If you explain what you're trying to acheive and the performance critria, there are many people here that will help develop a suitable solution, because if you have to ask about system limits, you really are doing something wrong.
Even if you're able to stop your application from having memory paged out to disk, you'll still run into the problem that the VMM might be paging out other programs to disk and that might potentially affect your performance as well. Not to mention that another application might start up and consume memory that you're currently occupying and thus resulting in some of your applications memory being paged out. How are you planning to deal with that?
There is a way to use non-pageable memory via the non-paged pool but (a) this pool is comparatively small and (b) it's used by device drivers and might only be usable from inside the kernel. It's also not really recommended to use large chunks of it unless you want to make sure your system isn't that stable.
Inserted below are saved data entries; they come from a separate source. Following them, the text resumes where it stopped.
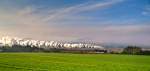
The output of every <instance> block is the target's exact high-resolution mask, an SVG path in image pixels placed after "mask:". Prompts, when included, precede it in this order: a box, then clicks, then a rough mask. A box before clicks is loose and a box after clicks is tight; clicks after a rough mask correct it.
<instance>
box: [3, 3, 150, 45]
mask: <svg viewBox="0 0 150 71" xmlns="http://www.w3.org/2000/svg"><path fill="white" fill-rule="evenodd" d="M6 35H7V36H18V37H23V38H33V39H40V40H55V41H93V42H100V43H111V42H114V43H125V44H133V45H137V44H140V45H150V44H149V42H150V37H149V36H150V0H0V36H6ZM81 39H82V40H81Z"/></svg>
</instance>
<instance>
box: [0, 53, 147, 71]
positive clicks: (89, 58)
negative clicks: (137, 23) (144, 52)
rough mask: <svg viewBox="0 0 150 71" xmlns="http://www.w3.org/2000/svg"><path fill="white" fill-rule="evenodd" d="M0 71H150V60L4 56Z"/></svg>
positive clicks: (7, 53) (121, 58)
mask: <svg viewBox="0 0 150 71" xmlns="http://www.w3.org/2000/svg"><path fill="white" fill-rule="evenodd" d="M0 71H150V56H140V55H111V54H71V53H0Z"/></svg>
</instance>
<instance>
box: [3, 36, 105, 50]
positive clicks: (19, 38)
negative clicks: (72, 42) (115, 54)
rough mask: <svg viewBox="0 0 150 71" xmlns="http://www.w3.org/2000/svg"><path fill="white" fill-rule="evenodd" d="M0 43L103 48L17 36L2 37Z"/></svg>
mask: <svg viewBox="0 0 150 71" xmlns="http://www.w3.org/2000/svg"><path fill="white" fill-rule="evenodd" d="M0 43H1V45H3V46H5V45H8V46H13V45H20V46H31V47H38V48H99V49H104V48H103V47H102V46H98V45H94V44H85V43H84V44H83V43H61V42H56V41H40V40H31V39H22V38H18V37H8V36H7V37H2V38H1V39H0Z"/></svg>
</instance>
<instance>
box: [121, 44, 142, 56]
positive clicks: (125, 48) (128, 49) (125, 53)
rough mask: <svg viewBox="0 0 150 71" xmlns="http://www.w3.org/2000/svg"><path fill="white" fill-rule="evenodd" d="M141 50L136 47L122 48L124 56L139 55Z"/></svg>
mask: <svg viewBox="0 0 150 71" xmlns="http://www.w3.org/2000/svg"><path fill="white" fill-rule="evenodd" d="M141 51H142V50H141V48H140V47H137V46H127V47H126V48H124V50H123V53H124V54H140V53H141Z"/></svg>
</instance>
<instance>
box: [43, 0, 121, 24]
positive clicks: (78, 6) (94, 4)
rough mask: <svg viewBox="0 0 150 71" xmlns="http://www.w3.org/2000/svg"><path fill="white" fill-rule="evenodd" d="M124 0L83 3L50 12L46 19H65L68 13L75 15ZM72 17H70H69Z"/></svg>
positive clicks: (115, 0)
mask: <svg viewBox="0 0 150 71" xmlns="http://www.w3.org/2000/svg"><path fill="white" fill-rule="evenodd" d="M122 1H123V0H110V1H106V2H98V3H94V4H91V3H88V2H87V3H83V4H79V5H75V6H71V7H67V8H62V9H59V10H55V11H53V13H52V12H50V14H48V16H47V17H45V19H44V21H49V22H50V21H54V20H56V21H58V20H59V19H65V18H68V17H69V16H68V15H73V14H77V13H81V12H87V11H93V10H94V9H102V8H107V7H109V6H112V5H114V4H116V3H119V2H122ZM69 18H70V17H69Z"/></svg>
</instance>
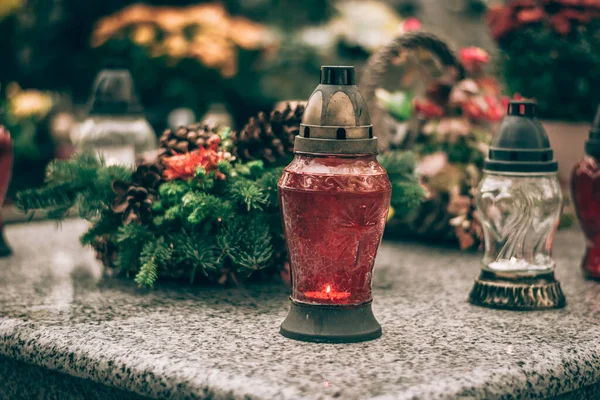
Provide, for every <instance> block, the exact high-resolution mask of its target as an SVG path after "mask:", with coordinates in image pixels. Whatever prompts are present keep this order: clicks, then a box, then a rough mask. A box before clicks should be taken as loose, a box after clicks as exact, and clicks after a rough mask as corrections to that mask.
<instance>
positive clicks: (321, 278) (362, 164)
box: [279, 154, 391, 305]
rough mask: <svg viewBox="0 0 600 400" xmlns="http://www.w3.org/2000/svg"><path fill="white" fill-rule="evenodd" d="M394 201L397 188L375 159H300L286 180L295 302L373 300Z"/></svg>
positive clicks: (322, 302)
mask: <svg viewBox="0 0 600 400" xmlns="http://www.w3.org/2000/svg"><path fill="white" fill-rule="evenodd" d="M390 196H391V185H390V181H389V179H388V177H387V174H386V172H385V170H384V169H383V167H382V166H381V165H380V164H379V163H378V162H377V159H376V158H375V156H374V155H371V156H344V157H337V156H325V155H323V156H313V155H305V154H298V155H296V157H295V158H294V160H293V161H292V163H291V164H290V165H288V166H287V167H286V169H285V171H284V173H283V175H282V177H281V179H280V180H279V198H280V204H281V212H282V218H283V225H284V232H285V235H286V242H287V245H288V251H289V256H290V263H291V272H292V299H293V300H294V301H298V302H304V303H313V304H338V305H349V304H362V303H366V302H368V301H370V300H371V299H372V296H371V277H372V273H373V264H374V262H375V255H376V253H377V249H378V247H379V244H380V242H381V237H382V235H383V230H384V227H385V220H386V216H387V212H388V208H389V203H390Z"/></svg>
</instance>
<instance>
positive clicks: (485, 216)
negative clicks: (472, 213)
mask: <svg viewBox="0 0 600 400" xmlns="http://www.w3.org/2000/svg"><path fill="white" fill-rule="evenodd" d="M561 207H562V194H561V190H560V184H559V182H558V178H557V176H556V174H555V173H549V174H539V175H533V176H530V175H519V174H501V173H492V172H486V173H485V174H484V176H483V179H482V181H481V182H480V184H479V191H478V194H477V209H478V215H479V218H480V219H481V221H482V223H483V230H484V235H485V256H484V257H483V261H482V262H483V268H484V269H485V270H487V271H490V272H494V273H498V274H502V275H505V276H514V277H517V276H528V277H531V276H536V275H540V274H546V273H551V272H553V271H554V266H555V263H554V260H553V259H552V254H551V252H552V239H553V237H554V232H555V230H556V226H557V224H558V220H559V217H560V212H561Z"/></svg>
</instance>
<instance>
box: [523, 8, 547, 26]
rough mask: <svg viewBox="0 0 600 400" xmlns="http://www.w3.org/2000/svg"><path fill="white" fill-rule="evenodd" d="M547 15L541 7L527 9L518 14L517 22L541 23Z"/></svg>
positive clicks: (527, 23)
mask: <svg viewBox="0 0 600 400" xmlns="http://www.w3.org/2000/svg"><path fill="white" fill-rule="evenodd" d="M545 16H546V13H545V12H544V9H542V8H541V7H536V8H525V9H522V10H520V11H519V12H517V15H516V18H517V21H518V22H520V23H523V24H529V23H533V22H539V21H541V20H543V19H544V17H545Z"/></svg>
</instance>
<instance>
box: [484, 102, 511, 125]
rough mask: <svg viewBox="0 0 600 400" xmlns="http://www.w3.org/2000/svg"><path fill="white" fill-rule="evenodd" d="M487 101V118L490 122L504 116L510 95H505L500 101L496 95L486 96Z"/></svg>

You might want to revisit the design of your application and try to work around the possibility of having memory paged to disk before you either try to write your own VMM or turn a Windows machine into essentially a DOS box with more memory.
The standard solution is to not worry about "virtual" and worry about "dynamic".
The "virtual" part of virtual memory has to be looked at as a hardware function that you can only defeat by writing your own OS.
The dynamic allocation of objects, however, is simply your application program's design.
Statically allocate simple arrays of the objects you'll need. Use those arrays of objects. Increase and decrease the size of those statically allocated arrays until you have performance problems.
Ouch. Non-paged pool (the amount of RAM which cannot be swapped or allocated to processes) is typically 256 MB. That's 12.5% of RAM on a 2GB machine. If another 90% of physical RAM would be allocated to a process, that leaves either -2,5% for all other applications, services, the kernel and drivers. Even if you'd allocate only 85% for your app, that would still leave only 2,5% = 51 MB.